Europa | Europe - Part 4

posted by usha on 2005/07/12 13:33

[ Europa | Europe ]

Who is to join Europe in the near and further future? The question seems to become more and more unresolveable.

First, there is still the case of Turkey. Resistence against her accession to the EU is widespread, for different reasons. Many of them are more or less driven by fear of cultural diversity. "Who is afraid of the black man?" has its European parallel with "Hide! The Turks are coming!" This is one point of view, a Austrian, Hungarian, Italian, German point of view founded in their history. There is, indeed, another point of view on the same history to be read in Niels Kadritzkes article, first published in Le Monde diplomatique and also to be found at Eurozine reminding the reader of Western Europes colonial dreams regarding the dissolution of the Ottoman Empire:

If the "eastern question" had been answered by one of these alternatives -- quasi-colonial infiltration or Hellenization -- the question of whether or not Asia Minor was part of Europe would never have arisen. The Turkey of today would be the south-eastern extremity of the Old Continent. The key geographical focus -- the continental frontier at the Bosphorus -- would have become geopolitically irrelevant. And the Muslims of Asia Minor would of course have belonged to Europe. All the more so considering that half a million Balkan Turks, who were resettled in Anatolia in the course of the Greek-Turkish population exchange, would have remained in southern Europe. Asia Minor and the Balkans would have formed a huge tract of land whose Christian and Muslim roots would have changed nothing of its European character.
Secondly, there is the case of Croatia and her lost hope of joining the EU in 2007 together with Romania and Bulgaria. William J. Kole reports that more and more Croations become tired of Eu's disappointments.

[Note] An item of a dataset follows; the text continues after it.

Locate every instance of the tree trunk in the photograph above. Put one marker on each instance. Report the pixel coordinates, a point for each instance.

They do not believe any more that the hindrance of the soon membership is for the failure to capture Ante Gotovina who commited atrocities against Serbs in the war. "In Croatia, enthusiasm for EU membership is giving way to a feeling that the Gotovina issue is a ruse to keep it out of the club." Ther might very well be more reasons to keep Croatia waiting. Yet, the official reason (failure of capturing Ante Gotovina) is serious enough and should not be underestimated or done away with. Also Croatia should come to the point where dealing with history, also recent history (that might be still present), becomes a necessity from "inside". It should not be up to a "big brother" or the parents to tell "little Croatia" how to behave and whom to trust and whom not. Flowering tourism on sunny beaches and the refusal of remembering one's own "heroes" or "wicked warlords" are disconnected. Although, somewhere - I can't remember where - I read that tourism has the capacity to straighten democratic movements and in the most extreme case to bring down an undemocratic government. Well-well: good luck, this is too much investment of morality into the ordinary tourist.